Apple likes secrecy. Apple wants to do business with banks. Banking has all these pesky “transparency” regulations. Apple’s secret banking play hits a privacy pothole.
This is a pretty big story in and of itself, but the real issue is how Apple tripped over their collective – inflated – ego.
The first problem, as noted at Fudzilla, is that these people are not the idiots Apple expected them to be.
Apple turned everyone out the favorite lounge at the show and instituted secrecy – behind that Great Wall – for a pitch to the banking industry.
Apple thought it could resolve the issue by holding an exclusive presentation in the middle of a trade show for the bankers. This backfired because Apple bodged it by holding the secret presentation in the middle of an Aussie trade show and kicking out all the other riff-raff.
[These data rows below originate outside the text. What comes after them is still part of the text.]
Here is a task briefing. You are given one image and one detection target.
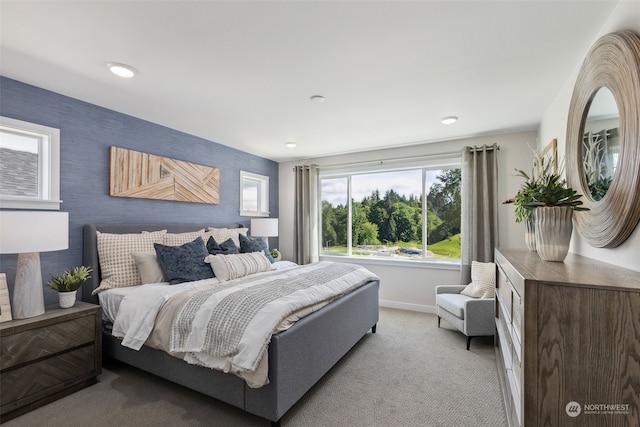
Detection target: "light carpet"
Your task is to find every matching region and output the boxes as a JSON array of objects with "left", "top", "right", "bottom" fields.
[{"left": 3, "top": 308, "right": 507, "bottom": 427}]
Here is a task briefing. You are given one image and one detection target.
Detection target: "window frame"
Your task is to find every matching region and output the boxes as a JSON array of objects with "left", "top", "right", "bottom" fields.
[
  {"left": 0, "top": 116, "right": 62, "bottom": 210},
  {"left": 240, "top": 170, "right": 270, "bottom": 217},
  {"left": 318, "top": 156, "right": 462, "bottom": 269}
]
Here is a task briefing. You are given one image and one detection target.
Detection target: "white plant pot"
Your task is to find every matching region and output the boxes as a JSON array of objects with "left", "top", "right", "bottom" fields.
[
  {"left": 524, "top": 218, "right": 536, "bottom": 252},
  {"left": 58, "top": 291, "right": 78, "bottom": 308},
  {"left": 533, "top": 206, "right": 573, "bottom": 262}
]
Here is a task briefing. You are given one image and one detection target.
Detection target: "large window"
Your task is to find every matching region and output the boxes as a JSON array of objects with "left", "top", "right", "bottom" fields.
[
  {"left": 320, "top": 164, "right": 461, "bottom": 263},
  {"left": 0, "top": 117, "right": 60, "bottom": 210},
  {"left": 240, "top": 171, "right": 269, "bottom": 216}
]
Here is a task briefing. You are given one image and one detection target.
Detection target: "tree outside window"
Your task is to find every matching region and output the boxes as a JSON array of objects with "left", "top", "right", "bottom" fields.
[{"left": 320, "top": 168, "right": 461, "bottom": 261}]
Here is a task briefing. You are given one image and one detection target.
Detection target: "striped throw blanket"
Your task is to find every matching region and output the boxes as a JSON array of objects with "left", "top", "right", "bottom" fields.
[{"left": 171, "top": 262, "right": 378, "bottom": 378}]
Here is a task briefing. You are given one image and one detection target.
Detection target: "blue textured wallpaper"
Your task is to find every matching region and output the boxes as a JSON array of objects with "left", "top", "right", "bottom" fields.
[{"left": 0, "top": 76, "right": 278, "bottom": 304}]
It tried to do its usual trick of hyping itself up and expect the bankers to follow like adoring children. Unfortunately for Apple, high-level Bankers did not get where the are today by believing that sort of rubbish. In fact, while Bankers might be Satan’s little helpers, at least they are not stupid Apple fanboys who think buying the iPhoneX is great because its maker tells them that it is.
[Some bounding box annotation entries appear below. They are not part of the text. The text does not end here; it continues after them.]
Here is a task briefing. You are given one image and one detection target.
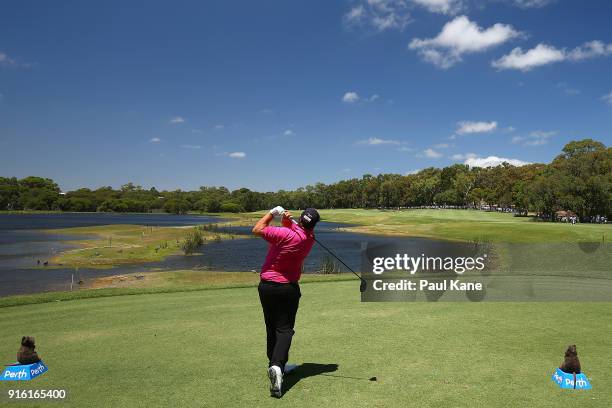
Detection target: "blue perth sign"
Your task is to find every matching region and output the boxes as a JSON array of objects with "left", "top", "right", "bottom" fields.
[
  {"left": 0, "top": 361, "right": 49, "bottom": 381},
  {"left": 552, "top": 368, "right": 591, "bottom": 390}
]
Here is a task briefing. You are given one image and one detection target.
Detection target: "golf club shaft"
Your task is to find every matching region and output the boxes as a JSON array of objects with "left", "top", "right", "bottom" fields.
[{"left": 291, "top": 218, "right": 363, "bottom": 280}]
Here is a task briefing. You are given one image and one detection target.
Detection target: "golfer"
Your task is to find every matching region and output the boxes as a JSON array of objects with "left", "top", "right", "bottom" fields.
[{"left": 253, "top": 206, "right": 319, "bottom": 398}]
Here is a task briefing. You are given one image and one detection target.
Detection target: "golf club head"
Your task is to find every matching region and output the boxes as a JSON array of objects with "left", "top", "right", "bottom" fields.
[{"left": 359, "top": 278, "right": 368, "bottom": 293}]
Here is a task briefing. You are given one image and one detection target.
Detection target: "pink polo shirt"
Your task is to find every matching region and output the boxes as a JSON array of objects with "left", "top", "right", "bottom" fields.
[{"left": 260, "top": 224, "right": 314, "bottom": 283}]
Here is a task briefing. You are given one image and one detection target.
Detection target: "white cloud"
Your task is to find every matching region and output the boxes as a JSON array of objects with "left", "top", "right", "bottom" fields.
[
  {"left": 456, "top": 121, "right": 497, "bottom": 135},
  {"left": 357, "top": 137, "right": 400, "bottom": 146},
  {"left": 491, "top": 40, "right": 612, "bottom": 72},
  {"left": 0, "top": 52, "right": 17, "bottom": 66},
  {"left": 412, "top": 0, "right": 463, "bottom": 14},
  {"left": 513, "top": 0, "right": 555, "bottom": 8},
  {"left": 408, "top": 16, "right": 522, "bottom": 69},
  {"left": 170, "top": 116, "right": 185, "bottom": 125},
  {"left": 423, "top": 147, "right": 442, "bottom": 159},
  {"left": 463, "top": 156, "right": 531, "bottom": 167},
  {"left": 0, "top": 51, "right": 35, "bottom": 68},
  {"left": 342, "top": 0, "right": 410, "bottom": 32},
  {"left": 342, "top": 91, "right": 359, "bottom": 103},
  {"left": 557, "top": 82, "right": 580, "bottom": 95},
  {"left": 450, "top": 153, "right": 478, "bottom": 160},
  {"left": 491, "top": 44, "right": 565, "bottom": 72},
  {"left": 512, "top": 130, "right": 557, "bottom": 146},
  {"left": 567, "top": 40, "right": 612, "bottom": 61}
]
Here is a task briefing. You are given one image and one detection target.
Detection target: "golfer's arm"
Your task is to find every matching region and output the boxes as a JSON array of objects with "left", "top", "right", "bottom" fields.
[{"left": 253, "top": 213, "right": 274, "bottom": 237}]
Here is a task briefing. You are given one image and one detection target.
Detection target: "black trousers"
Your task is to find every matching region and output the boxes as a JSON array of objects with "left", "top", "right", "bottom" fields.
[{"left": 258, "top": 280, "right": 302, "bottom": 372}]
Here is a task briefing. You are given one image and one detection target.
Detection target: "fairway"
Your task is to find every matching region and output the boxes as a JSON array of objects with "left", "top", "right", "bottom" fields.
[
  {"left": 321, "top": 209, "right": 610, "bottom": 243},
  {"left": 0, "top": 281, "right": 612, "bottom": 407}
]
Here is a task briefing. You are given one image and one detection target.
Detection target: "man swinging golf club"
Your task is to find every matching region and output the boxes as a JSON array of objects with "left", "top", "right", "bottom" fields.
[{"left": 253, "top": 206, "right": 320, "bottom": 398}]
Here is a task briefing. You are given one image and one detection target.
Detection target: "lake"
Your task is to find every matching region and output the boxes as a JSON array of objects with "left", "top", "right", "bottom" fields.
[{"left": 0, "top": 213, "right": 468, "bottom": 296}]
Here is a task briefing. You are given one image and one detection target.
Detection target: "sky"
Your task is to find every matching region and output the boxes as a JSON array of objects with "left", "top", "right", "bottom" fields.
[{"left": 0, "top": 0, "right": 612, "bottom": 191}]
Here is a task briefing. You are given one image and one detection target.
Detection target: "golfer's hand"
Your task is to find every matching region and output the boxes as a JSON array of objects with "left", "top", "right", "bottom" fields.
[
  {"left": 270, "top": 205, "right": 285, "bottom": 217},
  {"left": 281, "top": 211, "right": 293, "bottom": 227}
]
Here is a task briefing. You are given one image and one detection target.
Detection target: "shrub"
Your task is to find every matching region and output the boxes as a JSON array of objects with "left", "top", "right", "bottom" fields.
[{"left": 221, "top": 201, "right": 242, "bottom": 213}]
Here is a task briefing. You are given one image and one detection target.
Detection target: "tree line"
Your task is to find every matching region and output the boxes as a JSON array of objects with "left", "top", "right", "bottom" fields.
[{"left": 0, "top": 139, "right": 612, "bottom": 219}]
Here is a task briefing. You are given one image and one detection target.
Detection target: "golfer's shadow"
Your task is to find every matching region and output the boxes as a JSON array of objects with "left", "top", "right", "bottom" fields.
[{"left": 283, "top": 363, "right": 338, "bottom": 395}]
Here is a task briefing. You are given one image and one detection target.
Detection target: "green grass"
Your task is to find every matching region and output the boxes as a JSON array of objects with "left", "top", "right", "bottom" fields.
[
  {"left": 320, "top": 210, "right": 612, "bottom": 243},
  {"left": 0, "top": 270, "right": 355, "bottom": 308},
  {"left": 0, "top": 281, "right": 612, "bottom": 407}
]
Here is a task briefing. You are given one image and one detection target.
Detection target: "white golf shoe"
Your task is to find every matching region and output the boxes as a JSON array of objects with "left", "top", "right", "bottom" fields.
[
  {"left": 284, "top": 364, "right": 298, "bottom": 375},
  {"left": 268, "top": 366, "right": 283, "bottom": 398}
]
Or as ITnews noted…(from the first link at the top of the post)
A gentleman from Switzerland seemed less impressed and described the Apple event as one giant stage managed ad and said it revolved around Apple talking about how good it was, how good its privacy is, and how nice its products are.
Our Geneva-based source added it appeared all the mystery and conspicuous exclusion had been engineered to create a buzz that was let down by a, well, an hour long ad.
“Apparantly I can also do some banking on my iPad and you can use an iPad in a bank,” the gentleman drolly said. “Great.”
Welcome to the Real World™ where people buying (or not) your services actually know what they are doing, and have to do a cost/benefit analysis before they do buy it (or don’t – as the case may be).